Centro de Referência para pessoas em situação de vulnerabilidade

No dicionário, vulnerável significa ‘ferido, sujeito a ser atacado, derrotado; frágil, prejudicado ou ofendido’. Essa descrição é justamente o foco da carreira de um Defensor Público. No Rio Grande do Sul, o trabalho do Centro de Referência em Direitos Humanos (CRDH) da Defensoria Pública do Estado (DPERS) é desenvolver procedimentos para compreender e combater a violência. O esforço coletivo deste espaço, localizado em Porto Alegre (na rua Caldas Júnior nº 352, no Centro Histórico), preocupa-se, especialmente, com a autonomia das vítimas de violações e procura evitar situações de revitimização de pessoas em vulnerabilidade. Quem coordena o CRDH é a Defensora Pública Mariana Py Muniz Cappellari. Um de seus desafios é tentar entender o fenômeno da violência como um todo dentro da sociedade. E para isso, Mariana busca articulações institucionais e troca de experiências com movimentos e coletivos da sociedade civil organizada. O resultado tem sido satisfatório, apesar da demanda crescente, mas na medida em que os problemas vêm à tona, o CRDH vai, cada vez mais, se tornando uma referência para quem busca auxílio.
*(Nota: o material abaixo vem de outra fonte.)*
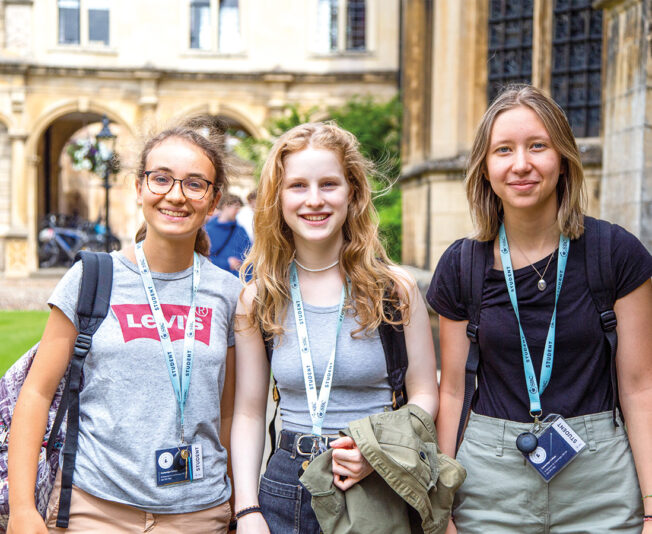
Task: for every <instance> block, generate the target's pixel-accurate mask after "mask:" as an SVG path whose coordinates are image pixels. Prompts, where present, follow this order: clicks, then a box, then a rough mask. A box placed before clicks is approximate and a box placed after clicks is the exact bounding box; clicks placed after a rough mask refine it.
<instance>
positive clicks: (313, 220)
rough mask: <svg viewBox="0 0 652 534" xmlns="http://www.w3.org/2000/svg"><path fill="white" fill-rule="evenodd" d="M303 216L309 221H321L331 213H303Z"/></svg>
mask: <svg viewBox="0 0 652 534" xmlns="http://www.w3.org/2000/svg"><path fill="white" fill-rule="evenodd" d="M301 217H302V218H304V219H306V220H307V221H311V222H319V221H323V220H326V219H328V217H330V215H328V214H323V213H322V214H320V215H301Z"/></svg>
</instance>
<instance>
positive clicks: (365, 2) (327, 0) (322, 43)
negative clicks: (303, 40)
mask: <svg viewBox="0 0 652 534" xmlns="http://www.w3.org/2000/svg"><path fill="white" fill-rule="evenodd" d="M315 41H316V43H315V46H316V51H317V52H318V53H320V54H329V53H337V52H343V51H353V52H358V51H364V50H366V49H367V5H366V2H365V0H317V27H316V31H315Z"/></svg>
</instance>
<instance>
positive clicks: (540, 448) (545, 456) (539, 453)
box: [530, 447, 548, 464]
mask: <svg viewBox="0 0 652 534" xmlns="http://www.w3.org/2000/svg"><path fill="white" fill-rule="evenodd" d="M547 457H548V455H547V454H546V450H545V449H544V448H543V447H537V448H536V449H535V451H534V452H533V453H531V454H530V460H532V463H533V464H542V463H543V462H545V461H546V458H547Z"/></svg>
ACOLHEMOS UM PÚBLICO VULNERÁVEL DIVERSIFICADO, COM ÊNFASE EM VÍTIMAS DE VIOLÊNCIA DOMÉSTICA, FAMILIAR E ESTATAL

São mais de 8.700 atendimentos multidisciplinares caracterizados pela política de defesa e de promoção dos direitos humanos, em diferentes frentes de atuação. “Acolhemos um público vulnerável diversificado, com ênfase em vítimas de violência doméstica, familiar e estatal; compreendendo a defesa de defensores de Direitos Humanos, a representação de vítimas de negligências e de violência estatal, a orientação jurídica de discriminados por religião, sexo, gênero e raça; fora o amparo de idosos, indígenas, população em situação de rua, refugiados e imigrantes”, lista Mariana.
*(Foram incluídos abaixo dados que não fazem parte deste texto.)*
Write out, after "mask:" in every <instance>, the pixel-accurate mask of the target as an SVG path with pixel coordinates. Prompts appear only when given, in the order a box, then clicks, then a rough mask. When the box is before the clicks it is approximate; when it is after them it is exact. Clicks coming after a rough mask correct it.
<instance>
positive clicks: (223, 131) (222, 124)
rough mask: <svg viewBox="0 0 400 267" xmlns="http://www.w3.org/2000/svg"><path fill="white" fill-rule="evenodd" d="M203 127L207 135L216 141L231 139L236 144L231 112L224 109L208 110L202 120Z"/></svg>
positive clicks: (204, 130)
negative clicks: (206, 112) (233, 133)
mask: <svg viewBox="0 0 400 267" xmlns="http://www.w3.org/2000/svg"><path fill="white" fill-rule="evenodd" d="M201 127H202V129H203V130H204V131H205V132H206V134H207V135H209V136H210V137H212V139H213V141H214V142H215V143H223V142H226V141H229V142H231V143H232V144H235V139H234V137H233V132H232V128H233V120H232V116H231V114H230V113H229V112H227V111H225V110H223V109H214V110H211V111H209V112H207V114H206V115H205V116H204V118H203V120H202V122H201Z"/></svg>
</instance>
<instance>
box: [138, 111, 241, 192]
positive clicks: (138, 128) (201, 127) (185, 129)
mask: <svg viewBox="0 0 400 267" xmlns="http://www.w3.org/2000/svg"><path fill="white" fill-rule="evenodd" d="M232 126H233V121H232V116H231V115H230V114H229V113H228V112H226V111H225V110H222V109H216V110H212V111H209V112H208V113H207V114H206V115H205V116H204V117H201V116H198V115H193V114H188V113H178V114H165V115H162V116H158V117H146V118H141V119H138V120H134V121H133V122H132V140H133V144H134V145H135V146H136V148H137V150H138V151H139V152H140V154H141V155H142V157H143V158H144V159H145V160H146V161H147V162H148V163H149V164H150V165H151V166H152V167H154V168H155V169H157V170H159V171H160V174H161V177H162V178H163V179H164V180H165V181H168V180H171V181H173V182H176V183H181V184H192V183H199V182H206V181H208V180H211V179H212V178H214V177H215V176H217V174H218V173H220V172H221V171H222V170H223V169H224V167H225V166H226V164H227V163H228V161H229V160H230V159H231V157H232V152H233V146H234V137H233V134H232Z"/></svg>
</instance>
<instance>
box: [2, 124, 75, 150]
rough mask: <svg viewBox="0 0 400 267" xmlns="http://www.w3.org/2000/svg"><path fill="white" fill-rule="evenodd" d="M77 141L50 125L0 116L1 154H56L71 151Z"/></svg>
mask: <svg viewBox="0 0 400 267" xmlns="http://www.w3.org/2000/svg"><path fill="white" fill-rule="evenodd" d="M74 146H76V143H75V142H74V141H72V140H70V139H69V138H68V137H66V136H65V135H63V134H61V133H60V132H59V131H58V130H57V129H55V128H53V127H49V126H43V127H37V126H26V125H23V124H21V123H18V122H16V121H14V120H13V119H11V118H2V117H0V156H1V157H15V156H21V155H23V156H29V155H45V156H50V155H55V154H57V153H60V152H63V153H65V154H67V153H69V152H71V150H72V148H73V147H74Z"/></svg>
O diferencial do serviço é a estratégia de empoderamento das pessoas em situação de violência - que não se restringe à defesa e proteção frente ao ato violento sofrido. As pessoas que denunciam recebem não só um atendimento feito por assistente social, psicólogo e Defensor Público, mas podem acessar programas de capacitação (participação em grupos, palestras, oficinas) e programas de reabilitação psicossocial, a partir de serviços conveniados com a rede pública e da sociedade civil.

Em agosto, a presidente e a vice da ADPERGS, Juliana de Lavigne e Bárbara Sartori, visitaram o Centro. Na ocasião, Mariana contou que também é dirigente do Núcleo de Defesa dos Direitos Humanos (NUDDH) e destacou o serviço realizado pelo Núcleo de Defesa da Mulher (NUDEM). Acionado pelo 0800 644 5556 ou pela rede de proteção às vítimas de violência, este trabalho inclui call center, sala de triagem para identificar o risco de acolhimento, salas para o atendimento privativo com Defensor Público e para escutas com psicóloga e assistente social, brinquedoteca, além do auditório para realização de oficinas e de cursos de capacitação.